A stack that passes all three is a stack that compounds your optionality over time instead of eroding it.
The Actual Cost
Running this stack as a solo builder:
- Claude / GPT / Gemini: $20-60/month depending on usage tiers
- Cursor: $20/month (or free tier for light use)
- n8n: Free (self-hosted) or $20/month (cloud)
- Supabase: Free tier covers most solo projects. $25/month when you scale.
- Vercel / Cloudflare: Free tier for most use cases. $20/month if you need more.
Total: $60-145/month for a full AI-augmented development and automation stack.
For comparison: a single freelance developer costs $50-150/hour. A no-code platform like Bubble runs $29-119/month but your app can't run anywhere else. A bootcamp costs $10K-20K and teaches you skills that may be outdated by the time you graduate. This stack costs less than one hour of consulting billing per month, the skills transfer across every tool in it, and everything you build is portable.
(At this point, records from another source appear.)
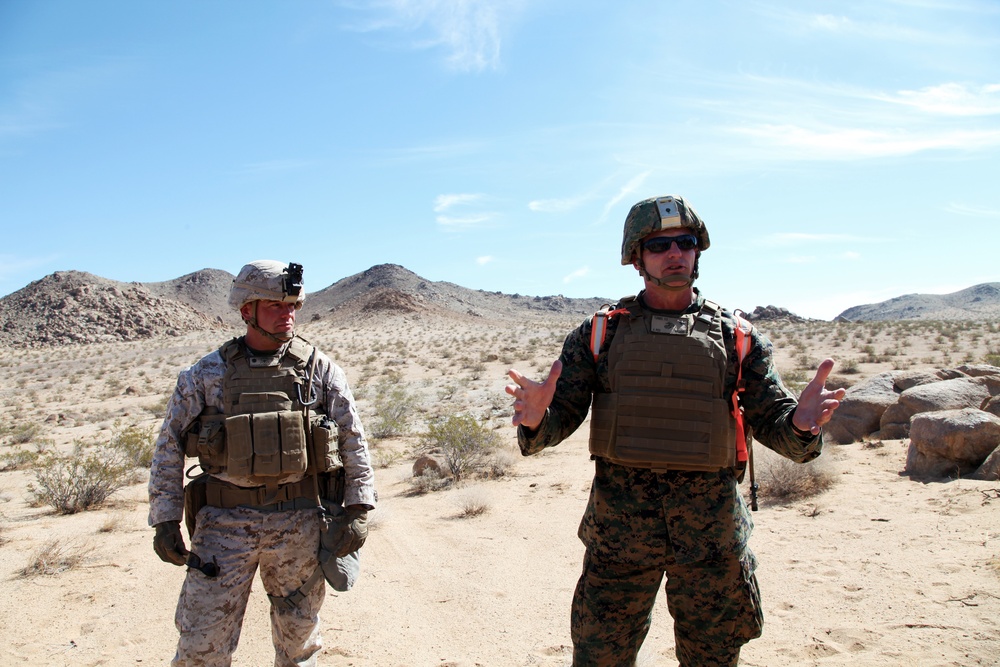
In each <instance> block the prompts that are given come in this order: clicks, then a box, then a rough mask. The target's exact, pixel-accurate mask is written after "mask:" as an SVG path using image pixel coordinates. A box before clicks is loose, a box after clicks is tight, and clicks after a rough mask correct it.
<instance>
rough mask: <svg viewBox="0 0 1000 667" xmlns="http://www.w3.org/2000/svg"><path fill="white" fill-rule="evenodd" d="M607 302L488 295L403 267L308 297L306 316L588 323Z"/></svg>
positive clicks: (391, 270) (372, 267)
mask: <svg viewBox="0 0 1000 667" xmlns="http://www.w3.org/2000/svg"><path fill="white" fill-rule="evenodd" d="M606 301H607V300H606V299H599V298H594V299H569V298H566V297H564V296H561V295H559V296H522V295H520V294H503V293H501V292H485V291H483V290H473V289H468V288H466V287H459V286H458V285H455V284H454V283H449V282H443V281H442V282H434V281H430V280H425V279H424V278H421V277H420V276H418V275H417V274H415V273H413V272H412V271H410V270H409V269H406V268H404V267H402V266H399V265H398V264H378V265H376V266H373V267H372V268H370V269H368V270H367V271H362V272H361V273H356V274H354V275H353V276H348V277H346V278H342V279H341V280H338V281H337V282H335V283H334V284H333V285H330V286H329V287H327V288H326V289H322V290H320V291H318V292H315V293H313V294H310V295H309V296H307V297H306V304H305V307H304V308H303V315H305V316H307V317H309V318H311V319H319V318H325V317H330V316H334V317H338V318H339V317H341V316H346V315H348V314H360V315H364V314H372V313H376V312H380V311H395V312H412V313H421V312H427V313H438V314H450V315H463V316H471V317H499V318H509V317H521V316H525V315H563V314H564V315H579V316H580V317H584V316H586V315H588V314H590V313H593V312H594V311H595V310H597V309H598V308H600V307H601V304H603V303H605V302H606Z"/></svg>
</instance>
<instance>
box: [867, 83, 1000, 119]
mask: <svg viewBox="0 0 1000 667" xmlns="http://www.w3.org/2000/svg"><path fill="white" fill-rule="evenodd" d="M875 98H876V99H880V100H884V101H886V102H890V103H893V104H902V105H905V106H908V107H913V108H915V109H919V110H920V111H923V112H925V113H930V114H937V115H943V116H992V115H997V114H1000V84H998V83H991V84H986V85H982V86H970V85H967V84H963V83H944V84H941V85H938V86H928V87H926V88H921V89H920V90H901V91H899V92H897V93H894V94H877V95H875Z"/></svg>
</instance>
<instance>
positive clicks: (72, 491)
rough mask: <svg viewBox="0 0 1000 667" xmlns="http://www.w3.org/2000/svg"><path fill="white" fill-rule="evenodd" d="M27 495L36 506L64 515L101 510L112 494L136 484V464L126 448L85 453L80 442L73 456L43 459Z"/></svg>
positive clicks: (34, 469) (95, 448) (69, 455)
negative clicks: (80, 443)
mask: <svg viewBox="0 0 1000 667" xmlns="http://www.w3.org/2000/svg"><path fill="white" fill-rule="evenodd" d="M34 473H35V482H34V483H31V484H28V493H29V494H31V496H32V498H33V500H34V502H35V504H37V505H49V506H51V507H53V508H55V510H56V511H58V512H59V513H61V514H75V513H77V512H82V511H84V510H88V509H91V508H93V507H99V506H100V505H102V504H103V503H104V501H106V500H107V499H108V498H109V497H110V496H111V494H113V493H114V492H115V491H117V490H118V489H121V488H122V487H125V486H128V485H129V484H132V483H133V482H134V481H135V463H134V461H133V460H132V458H131V457H130V456H129V454H128V452H127V450H125V449H124V448H111V447H97V448H94V449H91V450H89V451H84V448H83V446H82V444H80V443H79V442H78V443H77V446H76V448H75V449H74V451H73V453H72V454H69V455H63V454H57V453H49V454H44V455H43V456H41V457H40V458H39V459H38V461H37V463H36V465H35V469H34Z"/></svg>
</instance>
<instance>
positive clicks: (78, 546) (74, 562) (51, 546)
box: [18, 538, 94, 577]
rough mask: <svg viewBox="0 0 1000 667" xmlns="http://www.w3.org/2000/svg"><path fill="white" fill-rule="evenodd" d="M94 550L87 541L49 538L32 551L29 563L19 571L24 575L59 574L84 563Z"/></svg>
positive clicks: (23, 576) (93, 547)
mask: <svg viewBox="0 0 1000 667" xmlns="http://www.w3.org/2000/svg"><path fill="white" fill-rule="evenodd" d="M93 550H94V547H93V546H92V545H90V544H88V543H86V542H73V541H67V542H63V541H61V540H59V539H58V538H56V539H54V540H49V541H48V542H46V543H45V544H43V545H42V546H40V547H39V548H38V549H36V550H35V551H34V553H32V555H31V557H30V558H29V559H28V564H27V565H25V566H24V567H23V568H21V569H20V570H19V572H18V573H19V574H20V575H21V576H22V577H37V576H42V575H53V574H59V573H60V572H65V571H67V570H72V569H74V568H76V567H78V566H80V565H82V564H83V563H84V561H86V560H87V558H88V557H89V556H90V554H91V553H92V552H93Z"/></svg>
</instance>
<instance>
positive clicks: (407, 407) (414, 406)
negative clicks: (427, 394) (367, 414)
mask: <svg viewBox="0 0 1000 667" xmlns="http://www.w3.org/2000/svg"><path fill="white" fill-rule="evenodd" d="M374 394H375V395H374V396H372V409H373V410H374V412H375V414H374V416H373V418H372V419H371V420H370V422H369V425H368V426H369V432H370V433H371V435H372V437H374V438H391V437H394V436H399V435H406V434H407V433H409V432H410V416H411V415H412V414H413V412H414V410H416V408H417V403H418V402H419V398H420V397H419V395H418V394H417V393H416V392H411V391H408V390H407V389H406V386H405V385H402V384H398V383H388V382H383V383H380V384H379V385H378V386H377V387H376V388H375V392H374Z"/></svg>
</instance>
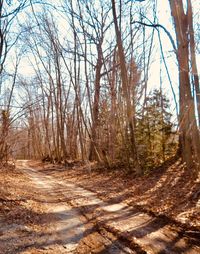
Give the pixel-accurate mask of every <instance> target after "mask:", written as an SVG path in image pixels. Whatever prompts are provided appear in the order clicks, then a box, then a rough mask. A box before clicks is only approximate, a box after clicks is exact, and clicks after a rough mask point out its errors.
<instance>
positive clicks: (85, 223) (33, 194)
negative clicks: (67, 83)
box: [0, 160, 200, 254]
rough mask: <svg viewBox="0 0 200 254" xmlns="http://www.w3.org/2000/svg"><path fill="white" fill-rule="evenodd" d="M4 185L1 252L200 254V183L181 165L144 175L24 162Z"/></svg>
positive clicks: (8, 174)
mask: <svg viewBox="0 0 200 254" xmlns="http://www.w3.org/2000/svg"><path fill="white" fill-rule="evenodd" d="M94 167H95V166H94ZM0 182H1V186H0V254H9V253H10V254H15V253H27V254H28V253H29V254H30V253H32V254H36V253H49V254H53V253H55V254H57V253H58V254H59V253H85V254H87V253H88V254H89V253H113V254H118V253H160V254H161V253H170V254H171V253H200V240H199V239H200V199H199V198H200V192H199V189H200V188H199V187H200V179H199V176H195V175H194V174H192V172H191V171H189V170H186V168H185V167H184V165H182V164H181V162H180V161H179V160H177V161H173V162H171V163H169V164H166V165H165V166H163V167H162V168H160V169H157V170H155V171H154V173H152V174H150V175H148V176H147V175H146V176H142V177H135V176H134V174H127V172H125V171H123V170H120V169H116V170H106V169H99V170H96V169H93V167H90V169H88V166H87V165H81V164H80V165H79V164H76V163H75V164H74V165H73V163H72V164H71V165H70V167H68V168H65V167H63V166H61V165H51V164H42V163H40V162H35V161H28V162H27V161H21V162H20V161H19V162H18V163H17V167H16V168H13V167H7V168H1V169H0Z"/></svg>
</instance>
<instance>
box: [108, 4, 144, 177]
mask: <svg viewBox="0 0 200 254" xmlns="http://www.w3.org/2000/svg"><path fill="white" fill-rule="evenodd" d="M112 12H113V19H114V25H115V33H116V39H117V47H118V52H119V60H120V69H121V79H122V89H123V96H124V98H125V102H126V114H127V121H128V127H129V132H130V141H131V142H130V143H131V153H132V157H133V161H134V167H135V170H136V172H137V173H138V174H140V173H141V167H140V163H139V159H138V153H137V147H136V140H135V128H134V113H133V108H132V104H131V98H130V93H129V89H128V87H129V84H128V73H127V68H126V60H125V54H124V49H123V44H122V38H121V31H120V29H119V26H118V22H117V14H116V7H115V0H112Z"/></svg>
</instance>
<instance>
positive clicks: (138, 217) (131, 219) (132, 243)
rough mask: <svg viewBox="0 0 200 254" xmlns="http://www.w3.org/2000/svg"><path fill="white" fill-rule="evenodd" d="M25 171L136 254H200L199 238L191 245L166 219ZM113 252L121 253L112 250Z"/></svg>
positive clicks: (176, 228)
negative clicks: (158, 216)
mask: <svg viewBox="0 0 200 254" xmlns="http://www.w3.org/2000/svg"><path fill="white" fill-rule="evenodd" d="M24 172H26V173H27V174H29V176H30V177H31V178H32V179H33V180H35V182H38V180H39V181H40V182H41V183H40V182H39V183H40V184H43V185H46V184H47V183H48V185H49V186H52V188H53V189H54V190H56V192H55V193H54V195H55V196H54V198H55V199H57V197H58V195H60V194H61V196H62V198H61V199H60V201H61V202H63V201H65V202H67V203H70V204H71V205H72V206H73V207H75V208H77V209H78V210H79V211H82V213H84V214H85V216H86V217H87V219H88V220H92V221H94V222H95V223H96V224H97V225H101V227H103V228H104V229H106V230H107V231H109V232H112V233H113V234H114V235H115V236H117V237H118V238H120V239H122V240H123V241H125V242H126V244H128V245H129V246H131V248H132V249H135V250H136V253H152V254H156V253H169V254H173V253H174V254H175V253H188V254H189V253H194V254H197V253H200V248H199V244H198V242H197V241H196V242H195V244H192V242H191V241H190V240H191V239H189V238H187V237H185V236H184V235H183V234H182V233H180V231H179V229H178V228H177V227H174V226H173V225H170V224H168V222H167V221H166V220H162V219H160V218H156V217H153V216H150V215H148V214H147V213H145V212H141V211H139V210H137V209H133V208H132V207H130V206H128V205H127V204H125V203H123V202H121V203H114V204H109V203H106V202H104V201H102V200H101V199H99V198H98V197H97V196H96V195H95V193H93V192H92V191H89V190H86V189H84V188H82V187H79V186H77V185H75V184H74V183H72V182H69V181H66V180H65V181H64V180H62V179H59V178H55V177H52V176H50V175H46V174H44V173H42V172H38V171H37V170H34V169H30V168H24ZM44 187H45V186H44ZM61 196H60V197H61ZM85 253H87V252H85ZM96 253H98V252H96ZM99 253H101V252H99ZM105 253H110V252H109V251H107V252H105ZM111 253H118V252H113V251H111ZM122 253H123V252H122ZM125 253H130V252H125Z"/></svg>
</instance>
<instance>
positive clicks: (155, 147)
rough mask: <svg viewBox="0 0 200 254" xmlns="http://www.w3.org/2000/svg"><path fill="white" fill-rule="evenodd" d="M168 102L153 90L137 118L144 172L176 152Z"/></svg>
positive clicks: (148, 169)
mask: <svg viewBox="0 0 200 254" xmlns="http://www.w3.org/2000/svg"><path fill="white" fill-rule="evenodd" d="M171 117H172V114H171V113H170V102H169V100H168V99H167V97H166V96H165V95H164V94H163V93H162V91H159V90H154V91H153V92H151V93H150V94H149V95H148V97H147V98H146V101H145V106H144V108H143V109H142V111H141V112H140V113H139V114H138V116H137V125H136V131H137V143H138V152H139V157H140V161H141V163H142V166H143V168H144V169H145V170H149V169H151V168H153V167H155V166H158V165H160V164H161V163H162V162H164V161H165V160H166V159H168V158H169V157H171V156H172V155H173V154H174V153H175V150H176V142H175V139H176V136H175V134H174V132H173V124H172V122H171Z"/></svg>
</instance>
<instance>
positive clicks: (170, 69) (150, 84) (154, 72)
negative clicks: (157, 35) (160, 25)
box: [7, 0, 200, 112]
mask: <svg viewBox="0 0 200 254" xmlns="http://www.w3.org/2000/svg"><path fill="white" fill-rule="evenodd" d="M57 1H58V0H55V1H52V2H53V3H54V4H55V2H57ZM58 2H59V1H58ZM185 2H186V1H185ZM137 4H138V5H139V4H140V5H145V1H144V2H142V3H137ZM192 4H193V10H194V16H195V17H196V15H197V14H198V11H199V10H200V1H198V0H192ZM157 7H158V9H157V17H158V23H159V24H162V25H163V26H165V27H166V28H167V29H168V31H169V32H170V33H171V34H172V36H173V38H174V40H175V34H174V29H173V25H172V19H171V13H170V9H169V2H168V0H157ZM20 15H21V16H19V17H18V18H19V21H20V22H21V23H23V19H24V14H20ZM55 15H56V14H55V12H54V17H55ZM56 19H57V20H60V21H58V23H59V26H60V27H61V28H62V29H66V23H65V24H63V18H62V17H61V15H60V14H57V15H56ZM65 22H66V21H65ZM148 32H149V34H151V33H152V28H149V29H148ZM161 41H162V45H163V51H164V55H165V60H166V63H167V65H168V67H169V73H170V78H171V81H172V83H173V88H174V90H175V93H176V95H177V98H178V69H177V62H176V57H175V54H174V52H173V49H172V46H171V42H170V40H169V38H168V37H167V36H166V34H165V32H164V31H162V30H161ZM14 55H15V49H13V51H12V55H11V58H10V59H9V58H8V61H7V63H9V65H10V69H12V68H13V67H12V66H13V64H12V62H13V59H14V58H15V57H14ZM161 58H162V57H161V54H160V46H159V40H158V36H157V32H155V40H154V50H153V55H152V59H151V65H150V70H149V80H148V88H149V90H151V89H153V88H155V87H156V88H159V87H160V80H162V88H163V90H164V91H165V92H166V93H167V94H168V96H169V97H170V98H171V102H172V110H173V111H174V109H175V104H174V102H173V98H172V92H171V89H170V85H169V80H168V77H167V73H166V70H165V68H164V63H163V61H162V60H161ZM199 60H200V56H199V55H197V63H198V66H199V67H200V61H199ZM160 64H161V65H162V66H161V67H162V72H160ZM19 73H21V75H25V76H27V77H30V76H31V75H32V74H33V68H32V65H31V64H30V59H29V58H27V57H23V60H22V61H21V64H20V68H19ZM174 112H175V111H174Z"/></svg>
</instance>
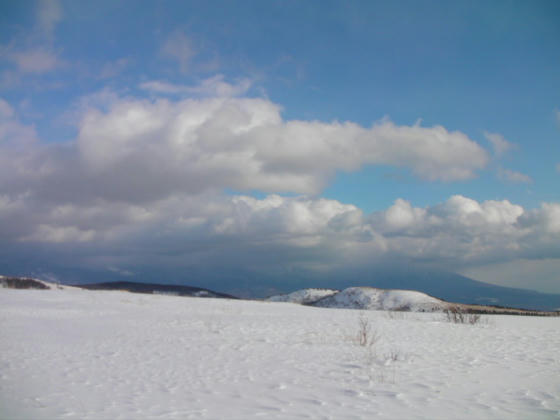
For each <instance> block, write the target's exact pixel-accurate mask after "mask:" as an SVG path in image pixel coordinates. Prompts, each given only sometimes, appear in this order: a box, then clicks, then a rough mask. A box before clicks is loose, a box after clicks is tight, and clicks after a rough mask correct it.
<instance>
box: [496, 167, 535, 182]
mask: <svg viewBox="0 0 560 420" xmlns="http://www.w3.org/2000/svg"><path fill="white" fill-rule="evenodd" d="M498 176H499V177H500V178H501V179H504V180H506V181H509V182H516V183H523V184H530V183H531V182H533V180H532V179H531V177H530V176H529V175H525V174H523V173H521V172H517V171H512V170H510V169H503V168H500V169H499V170H498Z"/></svg>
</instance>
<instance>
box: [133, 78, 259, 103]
mask: <svg viewBox="0 0 560 420" xmlns="http://www.w3.org/2000/svg"><path fill="white" fill-rule="evenodd" d="M250 87H251V81H250V80H249V79H240V80H238V81H236V83H234V84H230V83H227V82H225V81H224V76H223V75H216V76H214V77H211V78H208V79H205V80H203V81H202V82H201V83H200V84H199V85H197V86H186V85H177V84H173V83H168V82H165V81H161V80H152V81H149V82H144V83H141V84H140V88H141V89H144V90H147V91H149V92H152V93H159V94H165V95H189V96H193V95H194V96H201V97H223V98H227V97H234V96H240V95H243V94H245V93H246V92H247V91H248V90H249V88H250Z"/></svg>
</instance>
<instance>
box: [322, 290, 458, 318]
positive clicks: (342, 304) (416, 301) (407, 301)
mask: <svg viewBox="0 0 560 420" xmlns="http://www.w3.org/2000/svg"><path fill="white" fill-rule="evenodd" d="M311 305H312V306H318V307H323V308H345V309H369V310H384V311H386V310H391V311H412V312H434V311H441V310H443V309H446V308H447V307H448V305H449V304H448V303H446V302H444V301H442V300H440V299H436V298H433V297H431V296H428V295H427V294H425V293H421V292H415V291H412V290H383V289H376V288H373V287H350V288H348V289H344V290H343V291H341V292H338V293H336V294H333V295H331V296H327V297H324V298H322V299H319V300H317V301H316V302H313V303H312V304H311Z"/></svg>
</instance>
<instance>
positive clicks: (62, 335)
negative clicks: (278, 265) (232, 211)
mask: <svg viewBox="0 0 560 420" xmlns="http://www.w3.org/2000/svg"><path fill="white" fill-rule="evenodd" d="M364 317H367V319H368V321H369V325H370V327H371V331H370V332H369V335H370V337H374V336H375V337H376V338H377V340H376V341H374V344H373V345H372V346H363V347H362V346H360V345H359V344H358V343H357V341H356V339H355V337H356V335H357V333H358V331H359V326H360V318H362V319H364ZM484 320H486V321H485V322H482V323H481V324H477V325H474V326H472V325H458V324H451V323H447V322H444V321H443V315H442V314H441V313H412V312H381V311H359V310H345V309H337V310H334V309H325V308H315V307H308V306H298V305H287V304H285V303H273V302H254V301H239V300H226V299H211V298H210V299H198V298H187V297H176V296H164V295H142V294H132V293H126V292H117V291H88V290H72V289H66V290H58V289H55V290H13V289H0V325H1V326H0V417H1V418H4V419H18V418H33V419H52V418H69V419H107V418H113V419H131V418H135V419H137V418H154V419H189V418H197V419H198V418H201V419H223V418H228V419H251V418H257V417H261V418H277V419H295V418H310V419H321V418H333V419H372V418H376V419H387V418H389V419H395V418H399V419H401V418H406V419H415V418H416V419H419V418H424V419H436V418H459V419H462V418H476V419H484V418H497V419H503V418H508V419H550V418H558V417H560V353H559V352H558V349H560V328H559V327H560V318H538V317H519V316H499V315H493V316H485V317H484Z"/></svg>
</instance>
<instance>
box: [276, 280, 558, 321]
mask: <svg viewBox="0 0 560 420" xmlns="http://www.w3.org/2000/svg"><path fill="white" fill-rule="evenodd" d="M267 301H269V302H290V303H298V304H302V305H307V306H315V307H320V308H341V309H362V310H375V311H402V312H448V311H451V312H454V311H455V312H458V313H459V312H460V313H472V314H483V313H484V314H509V315H540V316H558V315H560V312H551V311H534V310H525V309H515V308H503V307H496V306H488V305H467V304H463V303H456V302H446V301H444V300H441V299H437V298H435V297H433V296H429V295H427V294H425V293H422V292H417V291H415V290H397V289H377V288H375V287H349V288H347V289H344V290H333V289H302V290H297V291H295V292H292V293H288V294H285V295H278V296H271V297H269V298H268V299H267Z"/></svg>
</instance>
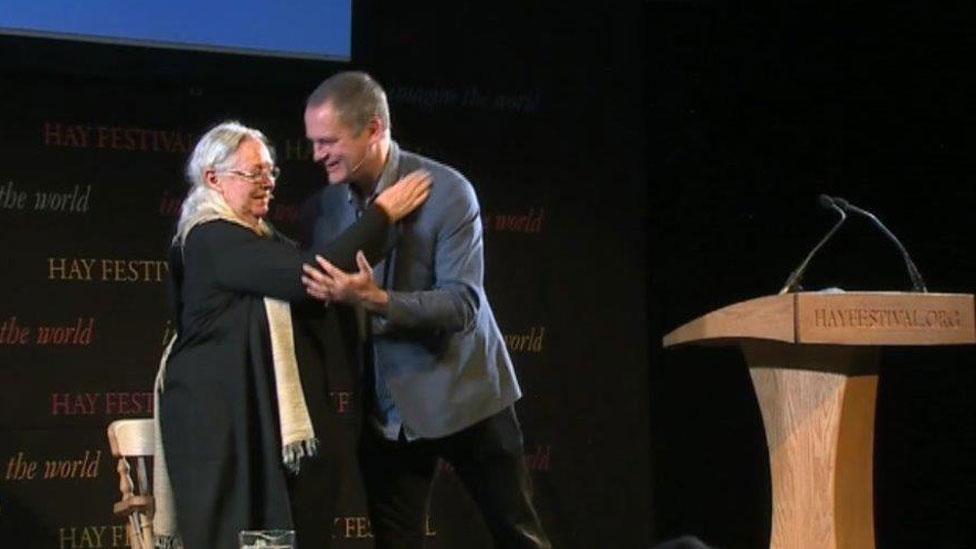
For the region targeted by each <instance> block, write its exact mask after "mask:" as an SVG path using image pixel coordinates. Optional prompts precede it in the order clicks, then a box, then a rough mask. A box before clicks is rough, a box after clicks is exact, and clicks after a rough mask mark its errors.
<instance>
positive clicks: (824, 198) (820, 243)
mask: <svg viewBox="0 0 976 549" xmlns="http://www.w3.org/2000/svg"><path fill="white" fill-rule="evenodd" d="M818 202H820V205H821V206H823V207H824V208H826V209H828V210H834V211H835V212H837V213H838V214H839V215H840V219H838V220H837V223H834V226H833V227H831V229H830V230H829V231H827V234H825V235H824V237H823V238H821V239H820V242H817V245H816V246H814V247H813V249H812V250H810V253H808V254H807V257H806V258H805V259H804V260H803V263H800V266H799V267H797V268H796V269H795V270H794V271H793V272H792V273H790V276H789V278H787V279H786V283H785V284H783V289H782V290H780V291H779V293H780V294H785V293H787V292H795V291H798V290H799V289H800V279H801V278H803V273H804V272H806V270H807V265H809V263H810V260H811V259H813V256H814V255H816V254H817V252H818V251H820V248H822V247H823V245H824V244H826V243H827V241H828V240H830V237H832V236H834V233H836V232H837V229H839V228H840V226H841V225H843V224H844V221H846V220H847V213H846V212H844V210H843V209H841V207H840V206H838V205H837V203H836V202H835V201H834V199H833V198H831V197H829V196H827V195H825V194H822V195H820V196H819V197H818Z"/></svg>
The leverage is absurd if you use it to ship products instead of just experimenting.
What I'd Change
If I were starting from zero today, two things would be different.
First, I'd skip Zapier entirely and start with n8n. I picked Zapier because it was easier to set up. Two months later I'd outgrown it: too many zaps, pricing tiers climbing, and no way to version control my workflows. The migration to n8n took a full week of rebuilding flows I'd already built once. That week was the tax for choosing the path of least resistance.
Second, I'd standardize my API integration patterns before building anything else. My early projects had four different ways of handling auth tokens, three different retry strategies, and zero consistent error handling. Every new integration was a custom snowflake. The orchestration layer eventually forced consistency, but I would have saved months of debugging if I'd established the patterns upfront.
The orchestration layer is the skeleton of a solo operation. Everything else hangs off it. Get that right first, even if it's harder to learn, and the rest of the stack becomes genuinely swappable.